Impact on users and companies
| Affected party | What they face | Immediate steps |
|---|---|---|
| Claude users (developers, enterprises) | Potential exposure of source code, API keys, proprietary algorithms, and any personal data embedded in files. | Revoke all GitHub PATs that may have been used by Claude, rotate secrets, and audit the /mnt/user-data directory for unknown files. |
| npm | Reputation damage and possible regulator scrutiny for hosting malicious code. | Accelerate automated malware detection, consider mandatory security scans for new packages, and publish clearer guidelines for token handling. |
| GitHub | Abuse of its API and possible liability for facilitating token leakage. | Review token‑leak detection heuristics, issue guidance to developers on avoiding hard‑coded tokens, and consider rate‑limiting suspicious upload patterns. |
| Enterprises using Claude | Must assess whether GDPR‑protected personal data was exfiltrated, which could trigger breach notifications and fines of up to €20 million or 4 % of global turnover. | |
| California‑based users | May need to send CCPA breach notices, which can lead to statutory damages of up to $7,500 per incident if negligence is proven. |
What changes are needed
- Stricter npm vetting – npm should integrate static‑analysis tools that flag hard‑coded PATs and suspicious use of the GitHub Contents API. An automated block for packages that attempt to read environment variables named
GITHUB_TOKENwithout proper sanitisation would cut many low‑effort attacks. - Token hygiene for developers – Never embed PATs in source code. Use environment‑injected secrets and enable GitHub’s token‑scanning alerts (see the official documentation).
- Supply‑chain monitoring – Organizations should adopt Software‑Bill‑of‑Materials (SBOM) tools that alert when a newly installed dependency performs network calls to external APIs, especially authentication endpoints.
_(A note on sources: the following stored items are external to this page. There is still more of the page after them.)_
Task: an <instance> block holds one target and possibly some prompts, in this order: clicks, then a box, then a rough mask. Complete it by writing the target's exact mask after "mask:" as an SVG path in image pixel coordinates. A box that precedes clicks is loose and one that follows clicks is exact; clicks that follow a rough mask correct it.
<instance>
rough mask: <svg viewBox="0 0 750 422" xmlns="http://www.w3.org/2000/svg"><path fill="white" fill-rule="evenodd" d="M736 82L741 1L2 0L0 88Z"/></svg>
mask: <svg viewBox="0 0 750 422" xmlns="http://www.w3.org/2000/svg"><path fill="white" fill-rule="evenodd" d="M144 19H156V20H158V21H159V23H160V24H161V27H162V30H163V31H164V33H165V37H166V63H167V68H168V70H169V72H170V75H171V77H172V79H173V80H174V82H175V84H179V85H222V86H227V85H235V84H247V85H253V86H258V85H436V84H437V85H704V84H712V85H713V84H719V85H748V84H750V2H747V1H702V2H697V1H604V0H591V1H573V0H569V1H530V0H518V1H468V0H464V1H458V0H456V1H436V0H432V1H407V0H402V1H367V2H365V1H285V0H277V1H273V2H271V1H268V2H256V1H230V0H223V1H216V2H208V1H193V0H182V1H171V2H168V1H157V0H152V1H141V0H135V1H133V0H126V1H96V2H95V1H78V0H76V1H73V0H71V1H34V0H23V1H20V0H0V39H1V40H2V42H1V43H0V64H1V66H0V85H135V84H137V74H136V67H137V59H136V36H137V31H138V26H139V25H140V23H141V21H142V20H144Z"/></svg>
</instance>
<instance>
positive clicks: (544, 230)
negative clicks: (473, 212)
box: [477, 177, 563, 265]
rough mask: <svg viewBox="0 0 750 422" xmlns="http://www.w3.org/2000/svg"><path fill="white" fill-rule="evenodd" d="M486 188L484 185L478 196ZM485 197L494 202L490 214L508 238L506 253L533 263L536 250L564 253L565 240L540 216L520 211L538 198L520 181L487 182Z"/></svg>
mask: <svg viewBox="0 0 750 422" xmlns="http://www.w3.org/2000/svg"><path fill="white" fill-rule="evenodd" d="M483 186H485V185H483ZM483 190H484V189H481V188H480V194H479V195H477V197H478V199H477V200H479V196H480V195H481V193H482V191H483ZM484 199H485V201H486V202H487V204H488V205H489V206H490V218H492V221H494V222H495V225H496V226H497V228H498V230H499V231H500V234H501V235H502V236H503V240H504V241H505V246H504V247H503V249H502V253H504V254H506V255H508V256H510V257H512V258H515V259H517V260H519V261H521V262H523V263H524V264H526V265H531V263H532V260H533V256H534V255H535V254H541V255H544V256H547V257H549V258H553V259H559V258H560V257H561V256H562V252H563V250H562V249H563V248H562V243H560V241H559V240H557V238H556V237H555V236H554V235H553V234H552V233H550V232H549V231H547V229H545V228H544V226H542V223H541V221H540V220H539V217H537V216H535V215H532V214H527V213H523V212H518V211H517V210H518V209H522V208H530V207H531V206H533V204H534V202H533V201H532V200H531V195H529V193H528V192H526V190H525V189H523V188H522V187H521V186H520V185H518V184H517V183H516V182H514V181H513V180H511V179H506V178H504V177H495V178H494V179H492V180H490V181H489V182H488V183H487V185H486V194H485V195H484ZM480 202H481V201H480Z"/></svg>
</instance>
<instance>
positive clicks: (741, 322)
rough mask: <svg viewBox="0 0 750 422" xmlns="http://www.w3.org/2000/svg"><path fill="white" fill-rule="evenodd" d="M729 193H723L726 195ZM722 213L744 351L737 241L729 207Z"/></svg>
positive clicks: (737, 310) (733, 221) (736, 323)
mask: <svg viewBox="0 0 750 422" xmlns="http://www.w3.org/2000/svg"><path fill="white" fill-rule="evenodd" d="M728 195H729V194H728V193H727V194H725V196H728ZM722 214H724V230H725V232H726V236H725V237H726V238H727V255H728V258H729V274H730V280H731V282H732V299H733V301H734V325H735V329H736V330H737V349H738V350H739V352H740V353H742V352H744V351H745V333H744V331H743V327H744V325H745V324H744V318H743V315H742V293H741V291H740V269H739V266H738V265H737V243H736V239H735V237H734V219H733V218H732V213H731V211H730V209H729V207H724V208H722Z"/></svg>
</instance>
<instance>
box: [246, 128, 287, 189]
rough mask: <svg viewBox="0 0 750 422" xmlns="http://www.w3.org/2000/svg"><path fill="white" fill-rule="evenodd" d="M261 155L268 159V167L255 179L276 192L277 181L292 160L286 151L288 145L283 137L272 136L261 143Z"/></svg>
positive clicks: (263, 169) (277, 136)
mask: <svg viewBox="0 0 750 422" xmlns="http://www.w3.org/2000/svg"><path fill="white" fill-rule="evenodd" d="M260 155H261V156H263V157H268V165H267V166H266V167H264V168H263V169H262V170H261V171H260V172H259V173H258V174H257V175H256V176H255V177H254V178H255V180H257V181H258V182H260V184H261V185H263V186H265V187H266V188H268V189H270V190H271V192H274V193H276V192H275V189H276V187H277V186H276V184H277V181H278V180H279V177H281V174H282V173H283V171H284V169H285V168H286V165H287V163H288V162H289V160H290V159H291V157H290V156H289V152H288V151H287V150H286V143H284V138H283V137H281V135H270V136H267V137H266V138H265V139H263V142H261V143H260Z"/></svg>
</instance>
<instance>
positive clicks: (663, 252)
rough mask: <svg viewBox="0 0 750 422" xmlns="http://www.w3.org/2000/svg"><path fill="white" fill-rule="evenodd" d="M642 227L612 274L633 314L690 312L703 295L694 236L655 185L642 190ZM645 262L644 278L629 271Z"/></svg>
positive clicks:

- Incident‑response playbooks – Update internal playbooks to include:
- Immediate revocation of any PATs that may have been exposed.
- Automated scans of workspace directories for unknown files after a suspicious npm install.
- A pre‑defined GDPR/CCPA notification workflow.
- Regulatory guidance – Data‑protection authorities may issue advisories reminding controllers that open‑source supply chains are in‑scope for Art. 32 security obligations. Companies should treat third‑party package registries as “processors” and obtain assurances of their security practices.
Bottom line
The npm‑based attack on Claude illustrates how a single careless line of code—hard‑coding a GitHub token—can turn an entire AI‑assisted development workflow into a data‑leak vector. Under GDPR and CCPA, both the package publisher and any downstream users may face substantial compliance liabilities. The incident should accelerate the adoption of automated supply‑chain scanning, stricter token management, and faster breach‑notification procedures across the software ecosystem.